Anguilla, like the rest of the region, has been experiencing consistent annual periods of drought lately. What is different about the drought this year, is that this dry period is quite protracted. Because of this, vegetation that had survived over several decades – along hillsides and coastlines – has now dried up, leaving the soil extremely dry, cracked, loose and vulnerable to erosion. The persistent drought is also making availability of potable water very difficult for residents.
This presents a whole new set of challenges to the people of Anguilla.
Whereas, some people on the island tend to access the government’s water supply system, there are many Anguillian homes and businesses that have individual cisterns – and so many residents on the island depend on rainfall collected in the cisterns as their primary source of water.
The retracted period of drought is making it challenging for residents to have potable water when they depend on rainfall to replenish the supply in their cisterns. This is also true for other residents who depend on local suppliers of water from a number of wells, throughout the island, that feed into the same aquifer that the government taps into to supplement its water supply.
However, as the water from the aquifer is depleted, and with very little or no rainfall to replace it, ocean water will stealthily seep into the aquifer increasing the salinity of all the underground water across the island – to the point where there is not much difference between processing water from the ocean and accessing water from the aquifer.
Some residents of Anguilla choose to access the government’s water supply, although it is not always a reliable source since availability is intermittent at best, because oftentimes the water system’s infrastructure needs to be repaired and the flow of water is disrupted.
In separate discussions with government officials and representatives from the water corporation, there appears to be a major problem with the island’s water infrastructure. It is believed that over 80% of the water produced by the desalinisation water plant on the island, and pumped into the water tanks for distribution, is being lost through leakage along the underground water lines, resulting in only 20% – at most – of the processed water reaching consumers.
That being noted, the water corporation is obligated to honour its contractual commitment to the water-production company – SevenSeas – to pay for production of all the water that is being processed. In addition, it is also obligated to pay the electricity company – ANGLEC – to supply the energy used in the production and processing of the water.
We are clearly facing major water challenges on Anguilla, and because of global warming we are likely to see the current drought conditions continue to worsen – and residents’ access to a steady supply of affordable potable water continues to lessen.

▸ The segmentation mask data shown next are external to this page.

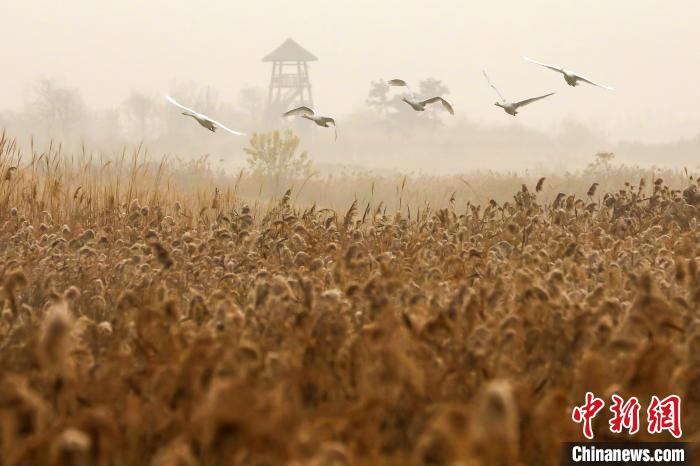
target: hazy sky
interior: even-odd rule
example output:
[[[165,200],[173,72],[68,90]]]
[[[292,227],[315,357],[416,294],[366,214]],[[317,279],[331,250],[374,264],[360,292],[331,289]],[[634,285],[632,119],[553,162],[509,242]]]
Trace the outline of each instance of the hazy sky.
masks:
[[[659,141],[700,132],[697,0],[0,0],[0,108],[24,103],[39,77],[79,88],[92,107],[130,89],[211,85],[234,99],[265,88],[261,58],[287,37],[319,57],[316,106],[343,115],[378,78],[435,76],[456,111],[510,123],[481,75],[506,98],[557,95],[518,123],[577,120],[613,139]],[[566,86],[522,55],[562,64],[618,90]]]

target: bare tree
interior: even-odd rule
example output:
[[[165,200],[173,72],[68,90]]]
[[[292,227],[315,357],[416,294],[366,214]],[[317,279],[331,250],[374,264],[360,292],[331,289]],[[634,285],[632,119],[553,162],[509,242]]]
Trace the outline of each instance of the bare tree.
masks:
[[[85,103],[76,89],[61,87],[50,79],[40,80],[33,89],[30,111],[46,125],[49,136],[67,140],[85,116]]]
[[[391,87],[384,79],[372,81],[367,94],[367,105],[378,108],[386,117],[389,110],[389,91]]]
[[[422,96],[448,95],[450,90],[443,82],[436,78],[427,78],[418,84],[418,91]]]
[[[158,102],[153,97],[131,91],[122,104],[124,122],[130,129],[129,132],[141,141],[145,140],[148,134],[156,132],[161,123],[159,108]]]
[[[238,105],[252,121],[260,121],[265,110],[265,92],[254,86],[246,86],[238,92]]]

What we don’t know is, how long this drought will last, forcing more and more residents to become reliant on the government’s water supply? What we don’t know is how long the government of Anguilla can afford to continue to supply water to residents at an 80% capacity loss? What we don’t know is how long local suppliers can continue extracting water from the aquifer before that water becomes so salty that it has to be processed?
It is imperative that either members of the government of Anguilla, or representatives from the water corporation, come out and address the people of Anguilla on the issues of the water crisis – because it appears to be bad now and has the potential to become much worse.